誤情報のもたらす問題は2025年、いっそう深刻になるだろう。誤情報であることがさらに見分けづらくなるからだ。誤情報とは、事実をゆがめたり、データを粉飾したり、偽画像をつくったり、図表を改ざんしたりするものだと考えられている。人工知能(AI)は情報を検証して問題点を指摘してくれることもあるが、それとは真逆の役割も果たしてしまう。25年、AIはその計り知れない能力によって誤情報を生み出す危険な存在になるだろう。

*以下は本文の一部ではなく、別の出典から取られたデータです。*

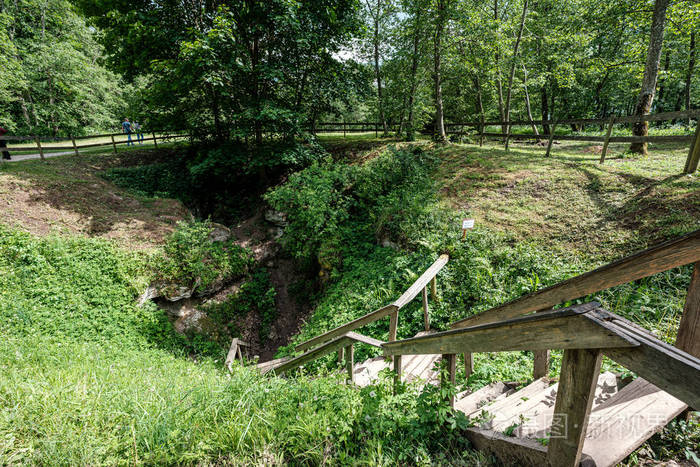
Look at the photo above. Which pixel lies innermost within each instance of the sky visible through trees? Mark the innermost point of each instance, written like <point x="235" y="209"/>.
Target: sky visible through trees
<point x="254" y="71"/>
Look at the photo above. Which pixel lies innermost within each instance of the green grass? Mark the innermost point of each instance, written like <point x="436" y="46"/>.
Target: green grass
<point x="86" y="377"/>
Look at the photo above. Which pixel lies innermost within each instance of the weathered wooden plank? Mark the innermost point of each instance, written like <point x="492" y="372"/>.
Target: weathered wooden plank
<point x="313" y="354"/>
<point x="393" y="325"/>
<point x="397" y="372"/>
<point x="659" y="258"/>
<point x="619" y="425"/>
<point x="350" y="362"/>
<point x="562" y="329"/>
<point x="347" y="327"/>
<point x="688" y="338"/>
<point x="426" y="316"/>
<point x="579" y="373"/>
<point x="421" y="282"/>
<point x="450" y="363"/>
<point x="664" y="365"/>
<point x="691" y="164"/>
<point x="540" y="364"/>
<point x="365" y="339"/>
<point x="468" y="365"/>
<point x="270" y="365"/>
<point x="512" y="451"/>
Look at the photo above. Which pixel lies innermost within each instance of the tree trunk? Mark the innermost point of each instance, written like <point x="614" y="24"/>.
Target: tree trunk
<point x="410" y="127"/>
<point x="499" y="83"/>
<point x="512" y="68"/>
<point x="660" y="106"/>
<point x="545" y="108"/>
<point x="439" y="115"/>
<point x="527" y="105"/>
<point x="651" y="72"/>
<point x="689" y="72"/>
<point x="380" y="102"/>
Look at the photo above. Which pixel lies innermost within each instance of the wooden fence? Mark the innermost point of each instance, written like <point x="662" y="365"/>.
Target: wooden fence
<point x="75" y="147"/>
<point x="506" y="134"/>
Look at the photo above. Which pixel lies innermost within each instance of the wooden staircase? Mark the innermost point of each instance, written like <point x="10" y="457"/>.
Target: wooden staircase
<point x="587" y="417"/>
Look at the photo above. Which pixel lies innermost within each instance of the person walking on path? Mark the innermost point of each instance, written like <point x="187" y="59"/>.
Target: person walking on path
<point x="139" y="132"/>
<point x="126" y="128"/>
<point x="3" y="145"/>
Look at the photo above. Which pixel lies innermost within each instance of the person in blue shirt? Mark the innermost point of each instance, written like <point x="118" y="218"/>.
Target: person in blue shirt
<point x="139" y="132"/>
<point x="126" y="128"/>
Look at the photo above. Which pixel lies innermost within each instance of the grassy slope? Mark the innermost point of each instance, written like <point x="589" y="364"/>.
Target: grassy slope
<point x="570" y="201"/>
<point x="70" y="396"/>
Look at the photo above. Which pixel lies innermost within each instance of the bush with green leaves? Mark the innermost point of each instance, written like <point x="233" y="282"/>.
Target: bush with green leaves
<point x="189" y="258"/>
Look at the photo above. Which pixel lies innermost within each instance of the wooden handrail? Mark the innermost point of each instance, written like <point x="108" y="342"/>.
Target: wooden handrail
<point x="373" y="316"/>
<point x="668" y="255"/>
<point x="569" y="328"/>
<point x="328" y="347"/>
<point x="347" y="327"/>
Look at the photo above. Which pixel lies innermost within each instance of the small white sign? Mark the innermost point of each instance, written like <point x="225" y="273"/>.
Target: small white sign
<point x="467" y="224"/>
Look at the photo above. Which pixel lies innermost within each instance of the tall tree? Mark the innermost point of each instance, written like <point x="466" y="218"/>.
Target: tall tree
<point x="440" y="17"/>
<point x="651" y="73"/>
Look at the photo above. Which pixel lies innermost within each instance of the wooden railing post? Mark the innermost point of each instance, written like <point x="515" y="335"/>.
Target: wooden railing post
<point x="691" y="164"/>
<point x="350" y="362"/>
<point x="393" y="324"/>
<point x="579" y="374"/>
<point x="397" y="372"/>
<point x="426" y="317"/>
<point x="607" y="139"/>
<point x="449" y="362"/>
<point x="468" y="365"/>
<point x="38" y="145"/>
<point x="688" y="338"/>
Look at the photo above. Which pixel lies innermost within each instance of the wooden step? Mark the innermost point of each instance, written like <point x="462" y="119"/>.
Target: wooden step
<point x="511" y="402"/>
<point x="533" y="418"/>
<point x="469" y="402"/>
<point x="618" y="426"/>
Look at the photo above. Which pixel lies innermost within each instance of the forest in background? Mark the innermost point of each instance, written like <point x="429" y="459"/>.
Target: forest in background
<point x="251" y="70"/>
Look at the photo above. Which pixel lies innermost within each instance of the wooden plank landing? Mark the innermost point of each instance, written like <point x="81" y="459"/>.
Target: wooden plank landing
<point x="621" y="424"/>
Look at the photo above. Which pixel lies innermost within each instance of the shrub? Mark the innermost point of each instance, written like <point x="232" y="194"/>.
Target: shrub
<point x="190" y="259"/>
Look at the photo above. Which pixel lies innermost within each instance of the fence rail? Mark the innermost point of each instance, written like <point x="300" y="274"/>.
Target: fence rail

誤情報がもたらす問題はAI以前にもあった。例えばマッキンゼー・アンド・カンパニーは4つの報告書(2015年、18年、20年、23年)において、多様性が企業のパフォーマンスを改善すると主張していた。この結論は「それが本当であってほしい」と考える大勢の人たちにとっては好評だった。人種的にはマイノリティにあたるわたしも、そのうちのひとりだった。

ところが、実はマッキンゼーの研究はパフォーマンスの計測方法が一面的で、データの大部分を無視する一般的ではない手法が用いられていた。ほかの研究者たちが調べたところ、マッキンゼーとは異なる5つの業績指標を用いたり、より一般的な手法を使ったりした場合には、多様性と業績の関連性が見いだせなかった。おそらくマッキンゼーは、何十通りものやり方を試して、自分たちの主張と最も適合していたものだけを採用したのではないだろうか。

AIを使えば、多くのデータを調査し、そこから都合のいいデータだけを抜き出す能力はさらに向上してしまう。AIは都合のいい結論を導き出せるまで何度でもテストを繰り返す。コイントスも何度も繰り返せば、そのうち5連続で表が出るのだ。公表するのは都合のいい結果だけで、何百回もの「失敗」はなかったことにしておけばいい。公表結果こそが厳然たる事実であって、データのねつ造もないとすれば、それを食い止められる規制は見当たらない。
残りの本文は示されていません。